Bad Business? Martinez-Chavez, Canelo-Lopez might add up to something good
By Norm Frauenheim
LAS VEGAS – News conferences came like a one-two punch Wednesday and Thursday for dueling promotions Saturday night featuring Sergio Martinez-versus-Julio Cesar Chavez Jr. at Thomas & Mack Center and Canelo Alvarez-Josesito Lopez at the MGM Grand.
It’s been a rhetorical food fight, boxing’s version of Republicans and Democrats after back-to-back conventions. First, it’s Top Rank to the bully pulpit. Then, it’s Golden Boy’s turn. It’s Home Box Office- versus-Showtime. Ego-against-ego. An insult-fest. But should it be?
After widespread criticism for scheduling two major cards on the same night and amid all the ongoing negativity, there’s a chance at some numbers that might put a surprising spin on the business. Attendance at each could provide a powerful counter to an epitaph so often repeated, yet never proven.

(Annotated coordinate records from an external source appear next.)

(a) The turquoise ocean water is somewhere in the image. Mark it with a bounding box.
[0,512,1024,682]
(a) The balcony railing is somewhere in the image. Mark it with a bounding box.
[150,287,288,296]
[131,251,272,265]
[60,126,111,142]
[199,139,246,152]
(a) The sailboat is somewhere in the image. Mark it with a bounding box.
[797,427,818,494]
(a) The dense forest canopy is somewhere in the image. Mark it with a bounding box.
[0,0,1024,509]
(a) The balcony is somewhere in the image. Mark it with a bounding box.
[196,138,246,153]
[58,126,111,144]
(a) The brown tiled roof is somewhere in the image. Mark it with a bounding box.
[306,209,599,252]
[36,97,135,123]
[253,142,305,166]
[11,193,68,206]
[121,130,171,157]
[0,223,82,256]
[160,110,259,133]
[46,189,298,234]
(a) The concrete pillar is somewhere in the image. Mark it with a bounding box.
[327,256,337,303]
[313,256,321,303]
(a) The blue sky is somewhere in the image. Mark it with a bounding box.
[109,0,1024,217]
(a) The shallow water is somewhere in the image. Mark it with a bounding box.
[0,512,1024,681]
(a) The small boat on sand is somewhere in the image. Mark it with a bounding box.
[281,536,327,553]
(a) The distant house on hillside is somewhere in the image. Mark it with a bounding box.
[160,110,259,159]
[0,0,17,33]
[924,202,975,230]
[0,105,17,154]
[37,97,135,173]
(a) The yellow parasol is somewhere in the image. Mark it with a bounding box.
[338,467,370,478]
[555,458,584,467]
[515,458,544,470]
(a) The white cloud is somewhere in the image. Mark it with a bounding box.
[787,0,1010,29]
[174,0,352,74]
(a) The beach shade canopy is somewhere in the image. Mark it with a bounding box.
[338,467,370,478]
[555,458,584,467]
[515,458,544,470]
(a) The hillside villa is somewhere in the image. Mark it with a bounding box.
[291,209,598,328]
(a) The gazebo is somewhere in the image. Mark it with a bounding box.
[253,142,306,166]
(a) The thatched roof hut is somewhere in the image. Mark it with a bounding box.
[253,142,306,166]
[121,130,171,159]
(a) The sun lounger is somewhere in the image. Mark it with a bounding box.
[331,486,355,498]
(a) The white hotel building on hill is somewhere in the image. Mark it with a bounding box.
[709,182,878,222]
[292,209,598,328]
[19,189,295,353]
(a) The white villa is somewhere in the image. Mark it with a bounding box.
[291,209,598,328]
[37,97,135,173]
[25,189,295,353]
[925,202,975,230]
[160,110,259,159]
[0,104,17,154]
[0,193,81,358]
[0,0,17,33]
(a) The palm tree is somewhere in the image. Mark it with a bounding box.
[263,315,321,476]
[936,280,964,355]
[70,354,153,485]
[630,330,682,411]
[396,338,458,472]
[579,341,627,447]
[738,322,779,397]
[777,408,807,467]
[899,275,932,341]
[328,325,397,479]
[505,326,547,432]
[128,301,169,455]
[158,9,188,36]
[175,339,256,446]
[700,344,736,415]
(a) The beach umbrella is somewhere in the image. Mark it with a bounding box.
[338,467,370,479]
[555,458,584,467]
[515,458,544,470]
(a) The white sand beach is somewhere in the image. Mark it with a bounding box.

If boxing is really dying, then a lot of people – maybe more than 30,000 at two venues within a couple miles of each other – have yet to hear the news.

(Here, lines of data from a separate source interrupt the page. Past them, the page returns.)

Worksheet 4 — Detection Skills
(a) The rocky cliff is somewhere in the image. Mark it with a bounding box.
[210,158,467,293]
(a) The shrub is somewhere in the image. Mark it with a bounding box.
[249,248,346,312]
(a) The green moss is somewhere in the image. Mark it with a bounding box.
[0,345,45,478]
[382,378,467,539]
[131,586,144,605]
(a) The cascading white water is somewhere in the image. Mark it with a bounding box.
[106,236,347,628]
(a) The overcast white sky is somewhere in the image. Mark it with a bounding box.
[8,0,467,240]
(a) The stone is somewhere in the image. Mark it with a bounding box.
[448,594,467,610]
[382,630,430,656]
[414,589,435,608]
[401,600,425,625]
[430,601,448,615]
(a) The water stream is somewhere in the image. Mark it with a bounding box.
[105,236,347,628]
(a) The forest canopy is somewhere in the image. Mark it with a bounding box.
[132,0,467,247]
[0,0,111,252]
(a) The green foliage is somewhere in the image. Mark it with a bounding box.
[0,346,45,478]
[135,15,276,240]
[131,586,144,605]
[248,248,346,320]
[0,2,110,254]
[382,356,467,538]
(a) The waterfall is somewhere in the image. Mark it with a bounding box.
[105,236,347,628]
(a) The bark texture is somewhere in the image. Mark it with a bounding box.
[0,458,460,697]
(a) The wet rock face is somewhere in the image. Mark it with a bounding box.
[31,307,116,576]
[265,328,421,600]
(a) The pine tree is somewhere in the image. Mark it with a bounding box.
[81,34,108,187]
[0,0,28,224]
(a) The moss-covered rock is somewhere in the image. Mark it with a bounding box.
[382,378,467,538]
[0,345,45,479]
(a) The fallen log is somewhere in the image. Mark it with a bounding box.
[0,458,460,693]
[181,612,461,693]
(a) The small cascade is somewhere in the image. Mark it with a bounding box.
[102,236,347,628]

There’s plenty of debate about box-office numbers promised by Golden Boy for Alvarez-Lopez in a 154-pound bout televised by Showtime. Golden Boy President Oscar De La Hoya said Thursday at the Canelo-Lopez news conference that 13,000 tickets had been sold.
“We are expecting a sellout,’’ De La Hoya said of a weekend celebrating Mexican Independence.
Top Rank doesn’t believe it. On the surprise meter, that ranks somewhere between zero and yawn. If the situation was reversed – and it will be one day, Golden Boy wouldn’t believe it either. Remember, Republicans and Democrats trust each other more than Top Rank and Golden Boy do.
For Martinez-Chavez, Jr., in a HBO pay-per-view bout for the middleweight title, Top Rank already has a sellout, 19,186, a boxing record at Thomas & Mack. Even if a sellout is announced for Alvarez-Lopez, there will be suggestions that Golden Boy gave away tickets to get there.
As of Thursday, it wasn’t clear what number Golden Boy needed for a sellout. Seating capacity at The MGM Grand Garden Arena has been 14,800. But Golden Boy CEO Richard Schaefer said 2,000 seats can be added before Saturday’s opening bell. If there’s time to construct the addition and the seats are filled, the crowd would be announced at 16,800. Add the Thomas & Mack sellout, and the total would be 35,186.
“That would tell you a lot about the sport,’’ Schaefer said.
With apologies to Mark Twain, t would tell you that all those dire warnings of imminent death are greatly exaggerated.
It might also tell you what could happen if Golden Boy and Top Rank made peace and did business together. But that’s another story, if not a miracle. It didn’t sound as if peace were even a remote possibility Thursday. The irony is that the fighters were the diplomats. Canelo and Lopez praised each other. The only real trash talk came from Keith Kizer, the Nevada State Athletic Commission’s executive.
In an apparent reference to the controversy over the judging of Tim Bradley’s decision over Manny Pacquiao in June at the MGM Grand, Kizer seemed to take exception at HBO’s criticism of judges Duane Ford, CJ Ross and Jerry Roth.
“There was another fight here in June, but some of the veterans at ringside that felt badly that night won’t feel so bad this time, because HBO, (Jim) Lampley and (Harold) Lederman won’t be there,’’ Kizer said. “I like the Showtime announcers much better.’’
Kizer’s shot followed one at Showtime from Top Rank’s Bob Arum.
“Half the people who’ve got Showtime don’t know they have it,’’ Arum said.
Shot, counter-shot. The beat goes on.
But if predictions are fulfilled and the numbers add up Saturday night, there won’t be an argument about whether the business still has a heartbeat.